Surgida de forma simultánea en diferentes focos peninsulares de cultura arquitectónica, quizá es precisamente en Cataluña donde esta corriente ha alcanzado antes una masa crítica, con un conjunto de equipos y despachos que —por más que diversos en su lenguaje y dispersos en sus realizaciones— comparten una aproximación pragmática al ejercicio profesional, eligen con realismo tanto los materiales como los procesos constructivos y expresan sus intenciones estéticas con sensibilidad en sordina. Atentos a la historia estratificada en los entornos urbanos o rurales donde se insertan, y dispuestos a utilizar las huellas del tiempo en las construcciones o en los paisajes, estos proyectos de bajo perfil y altas intenciones saben reconciliar la deferencia hacia los que les han precedido con la voluntad de redactar con elegancia, imaginación y talento las páginas atribuidas a la generación que comparten en el libro del territorio, la ciudad o la casa.

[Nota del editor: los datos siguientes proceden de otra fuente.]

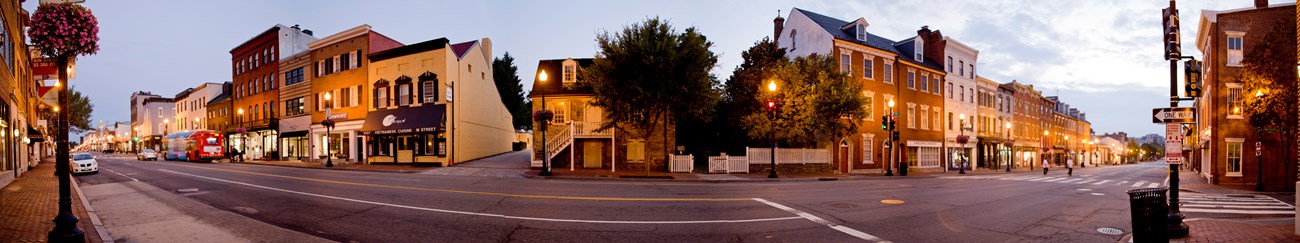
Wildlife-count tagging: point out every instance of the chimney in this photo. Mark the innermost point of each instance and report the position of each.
(778, 25)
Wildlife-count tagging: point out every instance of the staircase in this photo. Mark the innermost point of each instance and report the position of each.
(554, 144)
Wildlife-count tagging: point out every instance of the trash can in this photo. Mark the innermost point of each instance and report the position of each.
(1149, 211)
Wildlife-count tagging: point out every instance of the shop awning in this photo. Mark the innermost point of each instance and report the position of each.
(404, 120)
(34, 135)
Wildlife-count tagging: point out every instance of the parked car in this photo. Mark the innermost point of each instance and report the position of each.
(83, 163)
(147, 155)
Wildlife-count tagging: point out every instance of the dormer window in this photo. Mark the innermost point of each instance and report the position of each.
(570, 70)
(862, 33)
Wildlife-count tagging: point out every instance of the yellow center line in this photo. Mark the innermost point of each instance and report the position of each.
(484, 192)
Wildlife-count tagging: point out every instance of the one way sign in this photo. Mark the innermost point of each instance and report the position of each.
(1175, 115)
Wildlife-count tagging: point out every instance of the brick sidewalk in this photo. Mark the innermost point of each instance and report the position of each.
(30, 203)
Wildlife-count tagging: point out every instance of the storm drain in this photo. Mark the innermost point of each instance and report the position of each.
(1110, 230)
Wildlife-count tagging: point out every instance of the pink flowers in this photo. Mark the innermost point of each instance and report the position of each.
(64, 29)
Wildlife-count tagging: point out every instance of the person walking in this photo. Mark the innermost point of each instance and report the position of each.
(1069, 166)
(1045, 165)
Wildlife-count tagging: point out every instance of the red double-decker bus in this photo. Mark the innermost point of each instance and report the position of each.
(194, 146)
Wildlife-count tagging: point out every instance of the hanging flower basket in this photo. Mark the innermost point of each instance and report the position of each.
(64, 30)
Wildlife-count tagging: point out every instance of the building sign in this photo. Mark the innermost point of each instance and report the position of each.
(1174, 143)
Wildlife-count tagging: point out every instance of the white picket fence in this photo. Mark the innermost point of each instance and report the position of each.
(683, 164)
(789, 156)
(728, 164)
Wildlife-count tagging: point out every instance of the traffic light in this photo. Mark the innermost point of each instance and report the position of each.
(1192, 78)
(1173, 47)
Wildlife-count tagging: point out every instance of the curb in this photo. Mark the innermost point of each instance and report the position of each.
(94, 217)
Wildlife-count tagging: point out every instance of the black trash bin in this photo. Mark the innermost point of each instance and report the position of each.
(1149, 215)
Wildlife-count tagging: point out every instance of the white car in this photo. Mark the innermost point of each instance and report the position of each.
(83, 163)
(147, 155)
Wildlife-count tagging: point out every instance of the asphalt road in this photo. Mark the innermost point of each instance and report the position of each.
(395, 207)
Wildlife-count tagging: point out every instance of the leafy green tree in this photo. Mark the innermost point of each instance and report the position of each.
(511, 90)
(815, 103)
(649, 73)
(79, 112)
(1272, 91)
(741, 91)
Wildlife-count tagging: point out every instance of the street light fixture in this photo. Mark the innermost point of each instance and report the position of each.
(771, 107)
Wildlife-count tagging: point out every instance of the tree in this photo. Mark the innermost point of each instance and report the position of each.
(815, 102)
(511, 90)
(1272, 94)
(740, 92)
(79, 111)
(649, 73)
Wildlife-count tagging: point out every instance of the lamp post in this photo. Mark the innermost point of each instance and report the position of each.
(771, 107)
(962, 139)
(329, 124)
(243, 135)
(1009, 148)
(546, 152)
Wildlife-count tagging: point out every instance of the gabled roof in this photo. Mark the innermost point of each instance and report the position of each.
(833, 27)
(554, 85)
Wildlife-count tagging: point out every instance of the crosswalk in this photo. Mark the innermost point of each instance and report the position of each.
(1069, 181)
(1234, 204)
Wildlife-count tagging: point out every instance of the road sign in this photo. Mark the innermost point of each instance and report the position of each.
(1174, 143)
(1177, 115)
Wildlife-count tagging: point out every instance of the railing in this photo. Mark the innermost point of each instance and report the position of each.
(563, 138)
(789, 155)
(683, 164)
(589, 129)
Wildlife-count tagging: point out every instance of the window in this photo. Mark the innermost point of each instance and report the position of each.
(911, 79)
(867, 143)
(1234, 48)
(924, 82)
(869, 69)
(1234, 156)
(293, 77)
(1235, 103)
(845, 63)
(888, 73)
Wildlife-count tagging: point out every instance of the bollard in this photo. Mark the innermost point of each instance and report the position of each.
(1148, 209)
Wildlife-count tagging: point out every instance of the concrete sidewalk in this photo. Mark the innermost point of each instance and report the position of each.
(29, 204)
(138, 212)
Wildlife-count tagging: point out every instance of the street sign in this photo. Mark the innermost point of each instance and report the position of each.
(1177, 115)
(1174, 143)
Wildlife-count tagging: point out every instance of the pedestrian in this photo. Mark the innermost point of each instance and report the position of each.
(1044, 165)
(1069, 166)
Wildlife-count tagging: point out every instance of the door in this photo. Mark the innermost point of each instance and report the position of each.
(593, 153)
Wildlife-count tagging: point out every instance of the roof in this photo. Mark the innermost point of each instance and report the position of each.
(835, 27)
(462, 48)
(408, 50)
(553, 85)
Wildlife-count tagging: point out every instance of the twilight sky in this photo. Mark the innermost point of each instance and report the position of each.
(1099, 56)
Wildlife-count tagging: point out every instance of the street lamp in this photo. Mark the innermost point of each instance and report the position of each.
(771, 107)
(962, 139)
(1009, 150)
(329, 124)
(243, 135)
(546, 151)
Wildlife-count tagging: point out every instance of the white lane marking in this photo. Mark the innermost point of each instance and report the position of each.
(818, 220)
(121, 174)
(1236, 212)
(485, 215)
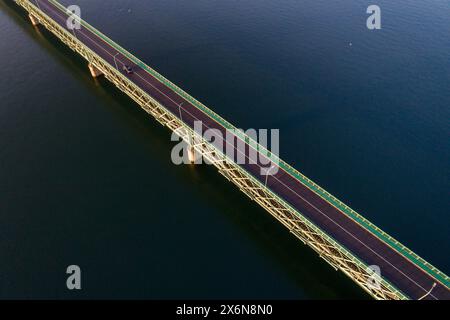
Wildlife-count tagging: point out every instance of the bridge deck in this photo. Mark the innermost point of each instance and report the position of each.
(406, 273)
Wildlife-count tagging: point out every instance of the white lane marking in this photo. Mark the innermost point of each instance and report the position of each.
(287, 187)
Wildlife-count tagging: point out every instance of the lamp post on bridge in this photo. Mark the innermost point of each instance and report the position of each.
(115, 62)
(179, 110)
(267, 174)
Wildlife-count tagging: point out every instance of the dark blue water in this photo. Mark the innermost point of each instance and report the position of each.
(86, 177)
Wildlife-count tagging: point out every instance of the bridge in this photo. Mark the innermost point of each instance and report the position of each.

Lejos ya el estallido de la última burbuja, e inmersos en un proceso de recuperación económica y dinamismo constructivo que ojalá no perturben las tormentas políticas y las tribulaciones sociales, estos proyectos escuetos deberían servir de brújula para orientarnos en un tiempo nuevo, que no debería reproducir los peores errores y excesos del pasado ciclo expansivo. Sustituyendo el fulgor ostentoso de las joyas por el brillo sosegado de la piel, en estas arquitecturas habita una promesa de felicidad sostenible, y su empleo frecuente de los más humildes materiales cerámicos trae a la memoria el sensato uso del ladrillo por la generación madrileña de 1925, que frente al inmaculado blanco racionalista defendían una construcción ‘razonable’. La admirable depuración de la más reciente arquitectura catalana es desde luego razonable, y digna también de emulación en su exacta mudanza del destello del espectáculo a la desnudez disciplinar.